The 7 Deadly Sins of Backup: Lack of Adequate Recovery Planning
This is my third excerpt from my The 7 Deadly Sins of Backup and Recovery whitepaper. Download the full whitepaper for instant gratification or check out our upcoming webinar on Halloween to learn how to protect both your brains & your data from Zombies.
Most IT organizations have some level of a “plan” that they’ll reach for in the event of a serious IT failure or natural disaster. However, these plans often describe the systems that exist today as opposed to laying out a road map for recovering from a range of different possible emergencies.
At a minimum, a good disaster recovery plan should be based around the minimum number of different systems or technologies that are required to back up the entire company’s IT infrastructure. The more complex and numerous the tools needed to recover, the lengthier the plan will be and the less chance it will be followed correctly. Plus, it will also be more difficult to update, maintain and test the plan if it is too complex. For this reason, smart organizations try to standardize around one or two backup recovery systems/technologies. Backup providers like Unitrends, which supports more than 100 operating systems and applications, simplify both planning and disaster recovery.

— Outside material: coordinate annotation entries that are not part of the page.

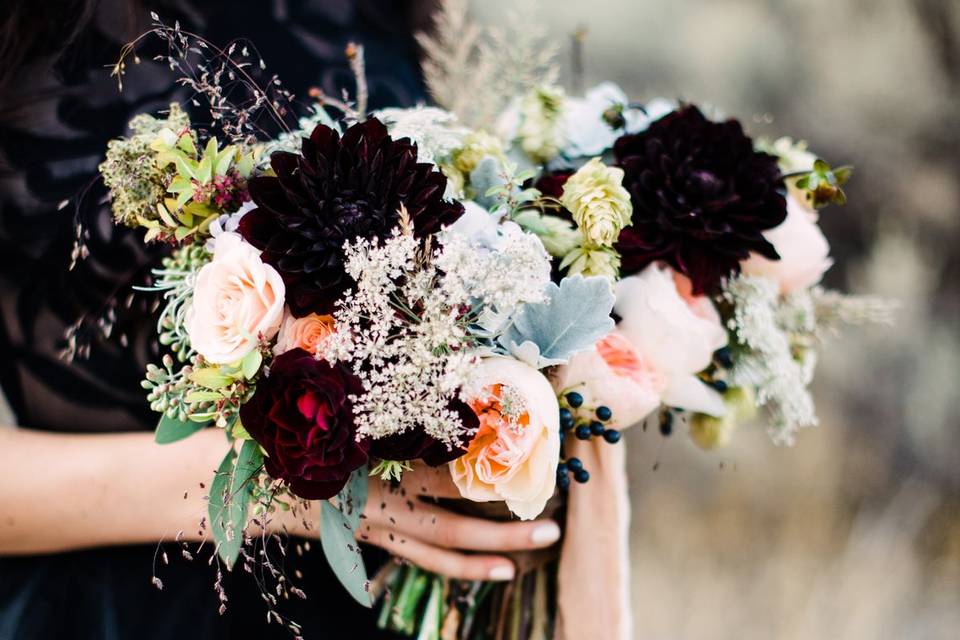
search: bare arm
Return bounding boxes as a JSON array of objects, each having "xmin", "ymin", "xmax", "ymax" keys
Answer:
[
  {"xmin": 0, "ymin": 429, "xmax": 228, "ymax": 554},
  {"xmin": 0, "ymin": 429, "xmax": 560, "ymax": 579}
]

In a real disaster, it’s helpful to have a checklist of resolved priorities and the best actions and sequences to follow. Albert Einstein said, “Everything should be made as simple as possible but no simpler.” This is important advice for disaster planners. Avoiding extraneous information and low-priority issues will increase efficiency and effectiveness of recovery in the event of a disaster.
Additionally, plans should be clear and specific about the organization’s recovery sequence and priorities in the event of various kinds of disasters. Those responding to a disaster will obviously take very different steps after the failure of a single critical server than they will after an entire site disaster.
The more these choices can be identified and evaluated in advance, the simpler the execution process will be when rapid action is required. Other best practices associated with the planning part of the process include:
- Assigning one person who should be ultimately responsible for the execution of the disaster plan. That person also should have one backup person in the event that he or she is unavailable. Ownership of the different parts of the plan, the roles of the individuals involved, specific accountability, and specific communication requirements should all be spelled out in detail ahead of time.
- Just like basic backup and restoration testing, disaster plans themselves must be tested frequently and completely. Subtle interactions between components or missing elements can often only be identified by virtue of a literal simulation of each kind of disaster. It’s helpful to have teams following a checklist exactly and tracking what works, what doesn’t, and how long each step takes.
- Testing should focus not just on whether the plan can be executed successfully but also on finding ways to simplify the plan for the future.
Finally, remember to keep multiple copies of the plan itself in multiple locations just as you would data archives or backup tapes. Organizations are occasionally tripped up by having access to everything they need for a full recovery except for the plan itself, which is in a binder back at the office that was hit by the hurricane.